As it is, the current volatility levels are keeping me safe in cash until I start to see opportunities where the risk:reward profile is more appealing.


  1. Hi Steve,
    thanks again for this interesting post. Can you explain your criteria mentioned in the following sentence in more detail?

    Part of the scan criteria now includes interpreting both the volatility factor indicator and the 2ATR measurement.

    Many thanks!

    1. Hi,

      Previously, I looked at those readings on those two indicators and made a visual interpretation of them, as to whether they met my own 'visual' criteria. This was something I did manually, as it did not form part of the original scan code. Now, however, I have simply included extra conditions within the code to 'formulate' that part of the process. This has had the benefit of reducing the number of charts I have to go through.

      As it is though, I am getting almost no set ups to look at because of the jump in volatility since the start of the year.

      There are still aspects that I look at outside of the scan results which I consider when deciding whether to take a trade - these include width of spread, proximity of earnings, existing exposure in the markets etc. These elements still have to be considered externally.

      Hope this helps.


    2. Hi Steve,

      thanks for your answer to my question, but it does not fully answer my question. Can you describe more specifically the extra conditions and code parameters? I would like to better understand how your criteria could also fit to my selecting criteria.

    3. Basically, those conditions interpret both of the two volatility measurements against their own moving average. I need those readings to be below the moving average to denote a contraction in volatility, and therefore satisfy the condition. Previously I simply did that 'visually'.

      As mentioned on the blog post, I periodically update the scan code as well as the parameters used. These can (and probably should) be suited to your own particular entry/exit parameters, experience and beliefs. My own trading is relatively short-term, so the parameters I use are geared towards that.

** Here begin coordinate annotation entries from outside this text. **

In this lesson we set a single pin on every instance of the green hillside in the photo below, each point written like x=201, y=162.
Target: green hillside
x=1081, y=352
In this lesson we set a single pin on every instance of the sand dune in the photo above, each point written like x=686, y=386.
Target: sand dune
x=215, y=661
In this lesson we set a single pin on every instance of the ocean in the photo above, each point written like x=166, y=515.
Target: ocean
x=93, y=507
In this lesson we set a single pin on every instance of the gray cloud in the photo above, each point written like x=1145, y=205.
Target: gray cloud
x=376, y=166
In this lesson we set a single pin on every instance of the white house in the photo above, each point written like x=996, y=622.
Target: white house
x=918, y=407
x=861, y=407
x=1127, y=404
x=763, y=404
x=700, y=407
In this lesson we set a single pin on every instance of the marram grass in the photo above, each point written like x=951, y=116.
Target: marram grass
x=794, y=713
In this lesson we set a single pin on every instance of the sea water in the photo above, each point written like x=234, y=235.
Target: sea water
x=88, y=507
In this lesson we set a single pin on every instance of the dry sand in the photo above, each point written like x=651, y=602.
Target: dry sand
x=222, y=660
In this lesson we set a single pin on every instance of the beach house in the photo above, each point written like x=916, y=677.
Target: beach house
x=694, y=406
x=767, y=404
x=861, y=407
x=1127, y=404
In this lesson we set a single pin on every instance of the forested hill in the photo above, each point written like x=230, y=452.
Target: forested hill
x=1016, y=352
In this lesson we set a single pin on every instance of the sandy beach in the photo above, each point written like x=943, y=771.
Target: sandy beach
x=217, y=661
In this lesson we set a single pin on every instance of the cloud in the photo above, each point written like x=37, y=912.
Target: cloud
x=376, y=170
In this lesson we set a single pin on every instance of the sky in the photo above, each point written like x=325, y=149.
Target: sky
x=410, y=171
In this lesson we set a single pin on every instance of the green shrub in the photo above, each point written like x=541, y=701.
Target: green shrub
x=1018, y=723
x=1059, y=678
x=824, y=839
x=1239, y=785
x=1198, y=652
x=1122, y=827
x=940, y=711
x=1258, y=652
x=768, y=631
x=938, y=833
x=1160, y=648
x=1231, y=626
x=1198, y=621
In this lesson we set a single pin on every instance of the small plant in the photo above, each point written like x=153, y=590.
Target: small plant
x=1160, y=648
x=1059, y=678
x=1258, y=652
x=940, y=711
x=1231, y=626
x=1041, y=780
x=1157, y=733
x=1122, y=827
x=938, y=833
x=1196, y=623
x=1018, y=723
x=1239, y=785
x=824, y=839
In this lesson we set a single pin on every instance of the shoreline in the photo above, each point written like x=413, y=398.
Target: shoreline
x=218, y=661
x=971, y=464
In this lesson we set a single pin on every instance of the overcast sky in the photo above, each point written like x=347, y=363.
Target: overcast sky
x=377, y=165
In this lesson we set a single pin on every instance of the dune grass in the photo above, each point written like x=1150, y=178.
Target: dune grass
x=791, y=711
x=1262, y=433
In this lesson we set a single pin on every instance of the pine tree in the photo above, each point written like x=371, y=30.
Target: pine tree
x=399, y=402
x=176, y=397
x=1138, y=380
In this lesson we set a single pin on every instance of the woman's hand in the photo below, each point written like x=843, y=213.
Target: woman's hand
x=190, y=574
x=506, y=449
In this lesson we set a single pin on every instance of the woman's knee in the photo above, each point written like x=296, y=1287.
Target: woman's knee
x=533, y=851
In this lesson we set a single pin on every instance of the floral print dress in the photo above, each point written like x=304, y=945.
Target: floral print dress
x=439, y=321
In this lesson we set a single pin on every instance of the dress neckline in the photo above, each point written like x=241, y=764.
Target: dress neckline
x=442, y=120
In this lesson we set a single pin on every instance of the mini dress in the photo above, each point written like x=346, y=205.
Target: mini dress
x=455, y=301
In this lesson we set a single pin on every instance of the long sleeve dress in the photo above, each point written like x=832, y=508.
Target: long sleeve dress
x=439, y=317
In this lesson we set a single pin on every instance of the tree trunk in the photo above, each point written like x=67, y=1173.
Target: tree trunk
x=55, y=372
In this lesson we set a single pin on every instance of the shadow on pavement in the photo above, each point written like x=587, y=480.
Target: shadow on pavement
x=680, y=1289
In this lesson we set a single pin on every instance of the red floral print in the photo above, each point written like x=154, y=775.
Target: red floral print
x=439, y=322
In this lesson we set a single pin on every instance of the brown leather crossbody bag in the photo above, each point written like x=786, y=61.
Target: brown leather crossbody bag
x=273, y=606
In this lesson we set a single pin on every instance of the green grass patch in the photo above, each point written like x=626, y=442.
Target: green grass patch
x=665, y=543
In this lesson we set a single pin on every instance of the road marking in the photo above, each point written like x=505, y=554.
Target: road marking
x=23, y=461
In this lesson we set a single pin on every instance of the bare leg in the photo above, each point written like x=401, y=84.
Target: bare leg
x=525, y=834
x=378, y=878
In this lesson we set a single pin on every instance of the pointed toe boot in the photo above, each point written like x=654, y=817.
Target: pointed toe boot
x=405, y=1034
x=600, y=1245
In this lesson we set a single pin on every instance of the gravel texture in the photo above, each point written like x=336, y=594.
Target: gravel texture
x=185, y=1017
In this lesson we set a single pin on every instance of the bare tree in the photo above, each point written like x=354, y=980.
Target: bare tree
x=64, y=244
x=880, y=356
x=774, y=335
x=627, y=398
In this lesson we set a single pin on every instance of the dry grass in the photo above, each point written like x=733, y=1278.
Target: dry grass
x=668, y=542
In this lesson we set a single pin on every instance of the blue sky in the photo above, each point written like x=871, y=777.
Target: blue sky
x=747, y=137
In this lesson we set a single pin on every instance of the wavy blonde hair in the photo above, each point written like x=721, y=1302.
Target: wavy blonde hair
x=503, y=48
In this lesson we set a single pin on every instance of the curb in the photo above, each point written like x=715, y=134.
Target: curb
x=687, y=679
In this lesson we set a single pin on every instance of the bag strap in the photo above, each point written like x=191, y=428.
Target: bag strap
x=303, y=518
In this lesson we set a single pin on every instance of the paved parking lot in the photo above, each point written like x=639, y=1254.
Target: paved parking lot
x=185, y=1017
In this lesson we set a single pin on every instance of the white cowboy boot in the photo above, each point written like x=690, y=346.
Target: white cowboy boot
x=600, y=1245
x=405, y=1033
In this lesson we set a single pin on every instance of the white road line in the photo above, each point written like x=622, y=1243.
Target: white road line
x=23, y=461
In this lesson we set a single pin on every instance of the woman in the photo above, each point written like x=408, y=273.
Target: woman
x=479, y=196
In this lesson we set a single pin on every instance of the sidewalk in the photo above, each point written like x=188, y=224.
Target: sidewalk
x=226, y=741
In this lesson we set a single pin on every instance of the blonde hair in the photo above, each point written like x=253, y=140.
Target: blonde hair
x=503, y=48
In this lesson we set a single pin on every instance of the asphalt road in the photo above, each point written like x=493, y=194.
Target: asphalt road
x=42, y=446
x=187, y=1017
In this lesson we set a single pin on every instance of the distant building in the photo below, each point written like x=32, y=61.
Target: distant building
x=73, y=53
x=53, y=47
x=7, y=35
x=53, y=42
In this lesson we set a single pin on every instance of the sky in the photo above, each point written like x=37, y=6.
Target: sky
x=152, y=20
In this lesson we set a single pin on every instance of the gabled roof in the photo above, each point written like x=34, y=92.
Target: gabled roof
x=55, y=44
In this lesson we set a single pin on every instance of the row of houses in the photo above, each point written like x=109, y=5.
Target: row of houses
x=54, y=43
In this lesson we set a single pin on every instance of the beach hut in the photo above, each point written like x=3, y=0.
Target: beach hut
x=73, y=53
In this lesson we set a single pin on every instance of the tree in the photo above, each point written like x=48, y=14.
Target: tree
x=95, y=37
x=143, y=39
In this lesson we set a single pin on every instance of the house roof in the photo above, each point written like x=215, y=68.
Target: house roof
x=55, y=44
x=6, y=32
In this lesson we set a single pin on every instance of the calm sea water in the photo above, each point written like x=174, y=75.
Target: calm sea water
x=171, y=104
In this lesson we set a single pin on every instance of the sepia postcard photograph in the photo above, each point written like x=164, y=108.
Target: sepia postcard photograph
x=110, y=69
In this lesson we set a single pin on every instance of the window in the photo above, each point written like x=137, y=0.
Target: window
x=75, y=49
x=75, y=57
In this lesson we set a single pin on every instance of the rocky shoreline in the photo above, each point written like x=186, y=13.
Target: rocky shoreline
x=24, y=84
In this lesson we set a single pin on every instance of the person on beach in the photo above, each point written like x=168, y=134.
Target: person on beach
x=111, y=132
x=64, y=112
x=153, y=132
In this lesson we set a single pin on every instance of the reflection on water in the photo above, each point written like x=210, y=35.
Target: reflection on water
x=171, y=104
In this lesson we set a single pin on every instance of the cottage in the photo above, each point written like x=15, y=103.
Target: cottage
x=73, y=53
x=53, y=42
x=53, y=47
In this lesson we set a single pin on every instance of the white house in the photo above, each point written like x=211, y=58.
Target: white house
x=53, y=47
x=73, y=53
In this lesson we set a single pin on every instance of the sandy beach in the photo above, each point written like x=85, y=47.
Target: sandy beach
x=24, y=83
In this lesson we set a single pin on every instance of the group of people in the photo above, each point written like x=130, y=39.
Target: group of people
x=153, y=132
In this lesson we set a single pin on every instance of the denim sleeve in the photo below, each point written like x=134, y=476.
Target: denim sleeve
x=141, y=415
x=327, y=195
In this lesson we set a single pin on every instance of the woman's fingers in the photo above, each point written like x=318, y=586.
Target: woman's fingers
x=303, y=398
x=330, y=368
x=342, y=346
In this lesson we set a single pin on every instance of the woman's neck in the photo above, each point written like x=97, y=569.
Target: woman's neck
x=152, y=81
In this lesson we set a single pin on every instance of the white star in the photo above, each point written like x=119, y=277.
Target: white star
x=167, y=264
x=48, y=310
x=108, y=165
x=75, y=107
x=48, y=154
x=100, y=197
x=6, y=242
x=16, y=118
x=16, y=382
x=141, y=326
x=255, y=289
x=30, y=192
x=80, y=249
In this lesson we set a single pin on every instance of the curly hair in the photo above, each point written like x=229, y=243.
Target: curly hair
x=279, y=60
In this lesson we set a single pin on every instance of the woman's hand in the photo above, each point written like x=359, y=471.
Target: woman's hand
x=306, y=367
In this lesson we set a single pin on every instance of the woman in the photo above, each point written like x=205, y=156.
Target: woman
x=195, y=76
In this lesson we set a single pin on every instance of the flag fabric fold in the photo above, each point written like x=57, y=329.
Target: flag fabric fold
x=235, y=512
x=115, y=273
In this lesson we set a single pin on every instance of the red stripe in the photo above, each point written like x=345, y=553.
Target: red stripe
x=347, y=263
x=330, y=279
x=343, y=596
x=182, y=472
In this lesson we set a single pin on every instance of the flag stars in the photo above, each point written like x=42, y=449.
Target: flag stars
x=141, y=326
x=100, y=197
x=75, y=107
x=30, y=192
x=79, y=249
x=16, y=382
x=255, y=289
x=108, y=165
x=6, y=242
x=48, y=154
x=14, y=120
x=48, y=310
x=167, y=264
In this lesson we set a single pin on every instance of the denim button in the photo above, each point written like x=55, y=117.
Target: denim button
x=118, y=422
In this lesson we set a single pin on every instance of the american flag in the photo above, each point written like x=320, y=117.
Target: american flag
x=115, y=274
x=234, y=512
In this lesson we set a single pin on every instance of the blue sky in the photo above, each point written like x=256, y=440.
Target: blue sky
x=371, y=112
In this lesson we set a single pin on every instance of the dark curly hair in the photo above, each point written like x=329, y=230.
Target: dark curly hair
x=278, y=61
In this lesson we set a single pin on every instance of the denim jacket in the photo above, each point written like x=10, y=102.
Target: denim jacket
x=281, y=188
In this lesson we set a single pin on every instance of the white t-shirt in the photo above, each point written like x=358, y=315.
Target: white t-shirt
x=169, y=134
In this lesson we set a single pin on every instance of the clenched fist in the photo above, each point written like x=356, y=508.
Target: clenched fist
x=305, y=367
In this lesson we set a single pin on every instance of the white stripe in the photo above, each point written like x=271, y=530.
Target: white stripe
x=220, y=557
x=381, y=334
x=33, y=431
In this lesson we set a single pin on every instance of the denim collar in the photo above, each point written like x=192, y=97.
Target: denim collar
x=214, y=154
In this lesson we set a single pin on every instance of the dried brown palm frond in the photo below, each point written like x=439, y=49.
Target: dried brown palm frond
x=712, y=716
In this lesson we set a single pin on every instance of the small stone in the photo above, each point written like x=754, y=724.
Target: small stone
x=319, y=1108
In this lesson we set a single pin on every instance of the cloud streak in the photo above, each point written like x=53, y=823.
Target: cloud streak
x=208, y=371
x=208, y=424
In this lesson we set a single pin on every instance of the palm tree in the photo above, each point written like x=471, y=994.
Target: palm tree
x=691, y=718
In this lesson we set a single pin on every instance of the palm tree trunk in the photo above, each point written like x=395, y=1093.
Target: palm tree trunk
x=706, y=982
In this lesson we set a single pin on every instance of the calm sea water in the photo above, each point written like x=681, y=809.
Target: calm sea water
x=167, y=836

      The original base code I use is set out and explained in my e-book, and the latest updates (and the rationale behind those changes) are available to members of the mentoring group.

    4. Hi Steve,
      thanks very much again for your very fast answer. I understand that you do not want to give away the base code but your answer this time is sufficient to me and I understand the idea behind. Are there any plans to update your ebook, too? (as I have purchased it :-)).


    5. Hi Christoph

      No immediate plans to update the e-book at the moment, although it is on my 'to do' list!